NC: “Back to Lesley. She’s a great woman, I love her dearly. I’ve shared many a bottle of wine with her and she’s a fantastic person and she knows a heck of a lot about radio. But you’ve identified this kind of fatal attraction and this link to Russell Brand. She kind of lost her grip on Russell?”
PG: “She believed that it was part of her job to expand the perimeter of the tent. Radio Two’s a big tent. And that Russell was an important symbol…”
NC: “But she let him get away with far too much, that’s basically it, isn’t it?”

PG: “There’s no question about it. You know, I can try and be evasive and clever and come up with euphemisms, but the fact is that he was her pet and she let him get away with so many outrageous things. And I have to say, you know that in this profession, we never disparage a colleague. It’s an unwritten rule. But when his hire was announced, I sent an email of protest to her, the only one I’ve ever sent in my entire career. I knew this would end in tears, because it could only end in tears. When you pick up a time bomb, one day it will explode because that’s what time bombs do.”
NC: “What was the thrust of your message to Lesley in that email? You’ve told us basically, but what was your top line, as they say?

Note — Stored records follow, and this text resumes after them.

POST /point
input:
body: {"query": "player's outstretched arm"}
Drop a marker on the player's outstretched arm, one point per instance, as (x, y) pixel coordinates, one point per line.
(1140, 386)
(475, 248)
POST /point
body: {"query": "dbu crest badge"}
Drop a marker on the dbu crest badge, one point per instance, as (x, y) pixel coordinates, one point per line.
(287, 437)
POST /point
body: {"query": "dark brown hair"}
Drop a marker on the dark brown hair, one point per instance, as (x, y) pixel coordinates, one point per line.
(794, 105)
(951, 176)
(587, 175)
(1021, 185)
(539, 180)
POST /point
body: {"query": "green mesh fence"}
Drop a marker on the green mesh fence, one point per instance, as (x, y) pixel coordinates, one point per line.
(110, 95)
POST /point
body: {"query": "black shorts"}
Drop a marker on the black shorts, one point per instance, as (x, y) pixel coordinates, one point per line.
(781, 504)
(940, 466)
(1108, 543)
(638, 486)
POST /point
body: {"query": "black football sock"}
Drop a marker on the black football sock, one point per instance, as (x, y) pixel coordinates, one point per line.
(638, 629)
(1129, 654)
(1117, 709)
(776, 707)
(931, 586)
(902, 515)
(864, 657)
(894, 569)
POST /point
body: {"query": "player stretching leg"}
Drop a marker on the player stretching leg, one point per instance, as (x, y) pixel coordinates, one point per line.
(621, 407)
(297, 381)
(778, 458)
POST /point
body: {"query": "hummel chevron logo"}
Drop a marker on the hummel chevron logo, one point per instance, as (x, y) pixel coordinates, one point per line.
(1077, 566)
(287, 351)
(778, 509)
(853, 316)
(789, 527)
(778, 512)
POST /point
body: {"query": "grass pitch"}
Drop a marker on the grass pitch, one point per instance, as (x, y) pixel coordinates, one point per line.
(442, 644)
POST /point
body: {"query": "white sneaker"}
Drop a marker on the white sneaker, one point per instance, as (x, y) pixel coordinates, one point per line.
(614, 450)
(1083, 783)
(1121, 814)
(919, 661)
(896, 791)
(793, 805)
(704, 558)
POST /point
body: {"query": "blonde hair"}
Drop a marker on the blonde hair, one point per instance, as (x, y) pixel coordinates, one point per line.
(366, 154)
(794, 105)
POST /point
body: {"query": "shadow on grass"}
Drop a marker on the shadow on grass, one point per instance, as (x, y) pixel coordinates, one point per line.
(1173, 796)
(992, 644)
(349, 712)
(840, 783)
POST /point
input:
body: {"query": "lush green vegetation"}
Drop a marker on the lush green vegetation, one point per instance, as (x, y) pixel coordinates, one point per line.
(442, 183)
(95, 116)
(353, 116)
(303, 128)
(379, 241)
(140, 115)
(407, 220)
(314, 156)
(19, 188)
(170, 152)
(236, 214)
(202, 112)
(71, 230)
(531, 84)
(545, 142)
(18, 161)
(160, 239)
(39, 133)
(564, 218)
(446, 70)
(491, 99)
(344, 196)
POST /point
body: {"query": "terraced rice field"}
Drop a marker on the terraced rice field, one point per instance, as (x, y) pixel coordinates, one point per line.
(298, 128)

PG: “I’m afraid that I used a word that I could not repeat on this programme. I just thought that he did not have the talent for Radio Two. I’m sorry, I did not. And I believe I’ve been shown to be right. His talent, though it is appealing to millions of people, was not appropriate for this network.”
NC: “OK, Lesley Douglas has to be replaced. It probably won’t mean a lot to people, they just turn on the radio and they get the people that they like on the radio playing the records that they enjoy. But what does Radio 2 now need at the top? Maybe somebody like Bob Shennan, who’s a former Controller of Five Live, who knows about compliance, who knows about news and current affairs…”
PG: “And is free since the collapse of 4Digital. Yes, he is a safe pair of hands and he’s also an admired figure. But, you know, we are talent, they are management. What they’re going to do is beyond me. But there are people who you could be happy with. Any of us could be brought down, not by what we do every day but by our greatest defect and I’m sorry that Lesley had that one defect.
“Now in terms of what’s going to happen on air from now on, I’ve been amused that everybody from Mark Thompson on down talks about presenters as if they are idiots, who are not expected to have judgement about the content of their programme. And that it is producers who are responsible for holding them on a leash. Are we some kind of freaks? I don’t think that the people who are entrusted with the microphone should be people you would consider to be freaks. Everything we ever say on the radio will be remembered by somebody, somewhere. We have an awesome responsibility. And to put that responsibility in the hands of people who only consider radio to be a link in the chain of their career, rather than the touchstone, is very, very dangerous.”